まず「長崎豚」。こちらは、筋肉と脂肪がキレイに層をなした“バラ肉”で、口にすると肉の脂がジュワッ、ジュワッ。が、そこに“塩ダレ”の味がやってきて、あっという間に口の中さっぱり。次のひと切れへの意欲もみなぎる。
さらに、「薩摩黒豚」はロースで、噛めば噛むほどに、特有の甘みと、ちょっと野性的な味に、塩ダレのすだちの酸味が広がり、すると、「ただちにラガーをお迎えせねばッ!」と大声で叫ぶものがいる(私です)。このときに飲むラガーは、こたえられない。しゃぶしゃぶ、塩ダレ、ラガーのコンビネーション。これはもう、“絶妙”としか言いようがありません。
ところで、「しゃぶしゃぶ」と“塩ダレ”の組み合わせは、いったいどのようにして誕生したのだろう?「もともと『しゃぶしゃぶ』はうちの人気メニューだったんですが、『夏でも美味しく食べたい!』というお客様の声を受け、いろいろ試した結果、完成したのが、すだちを使った“塩ダレ”だったんです。だから本当は暑い季節のために作ったものなんですよ(笑)。これが、今や季節を問わずご好評いただいてまして…」と料理長。

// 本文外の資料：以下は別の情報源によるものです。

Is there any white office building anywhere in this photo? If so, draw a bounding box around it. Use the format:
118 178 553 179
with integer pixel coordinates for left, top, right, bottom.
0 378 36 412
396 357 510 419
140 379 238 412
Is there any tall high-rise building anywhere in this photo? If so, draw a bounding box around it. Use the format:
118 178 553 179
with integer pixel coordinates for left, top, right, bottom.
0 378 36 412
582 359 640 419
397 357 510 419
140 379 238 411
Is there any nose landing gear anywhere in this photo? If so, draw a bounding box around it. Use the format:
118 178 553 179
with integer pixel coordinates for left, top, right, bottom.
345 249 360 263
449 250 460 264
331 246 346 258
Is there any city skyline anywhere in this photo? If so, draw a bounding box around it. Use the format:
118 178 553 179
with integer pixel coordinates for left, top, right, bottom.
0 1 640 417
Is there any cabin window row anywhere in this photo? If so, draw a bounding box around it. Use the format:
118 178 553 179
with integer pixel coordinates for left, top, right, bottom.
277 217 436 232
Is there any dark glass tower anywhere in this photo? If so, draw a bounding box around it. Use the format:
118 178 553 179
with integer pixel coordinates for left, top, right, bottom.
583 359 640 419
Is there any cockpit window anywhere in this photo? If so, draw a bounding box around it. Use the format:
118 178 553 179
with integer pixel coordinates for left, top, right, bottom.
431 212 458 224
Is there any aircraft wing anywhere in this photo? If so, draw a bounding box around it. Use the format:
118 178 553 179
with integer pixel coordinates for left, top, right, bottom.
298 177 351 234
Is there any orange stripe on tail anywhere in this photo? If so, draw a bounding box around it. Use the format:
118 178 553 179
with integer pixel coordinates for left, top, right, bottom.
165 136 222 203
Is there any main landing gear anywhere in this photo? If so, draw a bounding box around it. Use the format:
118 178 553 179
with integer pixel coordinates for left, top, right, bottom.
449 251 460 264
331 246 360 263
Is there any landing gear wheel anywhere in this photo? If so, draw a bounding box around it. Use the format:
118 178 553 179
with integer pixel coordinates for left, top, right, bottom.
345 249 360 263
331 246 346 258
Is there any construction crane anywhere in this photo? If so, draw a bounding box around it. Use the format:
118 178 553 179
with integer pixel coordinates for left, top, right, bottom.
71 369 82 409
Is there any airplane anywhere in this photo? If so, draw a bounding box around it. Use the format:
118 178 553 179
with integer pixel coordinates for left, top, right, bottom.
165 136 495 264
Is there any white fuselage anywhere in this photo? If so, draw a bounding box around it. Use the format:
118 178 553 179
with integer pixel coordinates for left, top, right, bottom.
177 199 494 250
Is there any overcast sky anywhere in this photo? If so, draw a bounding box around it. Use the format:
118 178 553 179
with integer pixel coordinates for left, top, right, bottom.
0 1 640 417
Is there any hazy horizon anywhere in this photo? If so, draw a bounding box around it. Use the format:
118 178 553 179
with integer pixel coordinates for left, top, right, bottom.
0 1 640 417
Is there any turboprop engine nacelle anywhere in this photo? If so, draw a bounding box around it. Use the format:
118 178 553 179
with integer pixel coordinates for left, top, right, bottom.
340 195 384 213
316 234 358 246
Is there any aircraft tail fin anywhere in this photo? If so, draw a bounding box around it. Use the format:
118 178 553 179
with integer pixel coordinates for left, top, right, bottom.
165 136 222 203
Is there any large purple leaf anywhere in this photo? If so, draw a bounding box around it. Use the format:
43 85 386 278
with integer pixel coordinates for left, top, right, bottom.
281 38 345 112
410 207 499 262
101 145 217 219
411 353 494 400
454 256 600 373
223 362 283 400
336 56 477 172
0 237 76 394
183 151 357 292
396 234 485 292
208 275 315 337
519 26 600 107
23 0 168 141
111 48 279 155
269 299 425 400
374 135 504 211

“お客さんへの愛情”が生んだ名作、“塩ダレしゃぶしゃぶ”。コレは絶対、みなさんにもお試しいただきたい。
風と花(かぜとはな)
東京都港区赤坂3-10-4
赤坂月世界ビルB1
03-3585-7550
月〜金曜 16:30〜23:30(L.O.22:30)
土曜・祝日 17:00〜23:00(L.O.22:00)
日曜
平均4,000円
ほとんど可
東京メトロ銀座線・丸ノ内線赤坂見附駅より徒歩1分
東京メトロ千代田線赤坂駅より徒歩5分
「長崎の揚げかんぼこ(さつま揚げ)」や「馬刺し」「長崎皿うどん瓦焼き」など、九州地方のいろいろな郷土料理が味わえるお店。さらに、地鶏や地魚は、産地から直接空輸で届く。写真は、「長崎豚と薩摩黒豚のしゃぶしゃぶ」(1人前1,800円)と、長崎かんぼこの「おまかせ5種盛り合わせ」(1,200円)。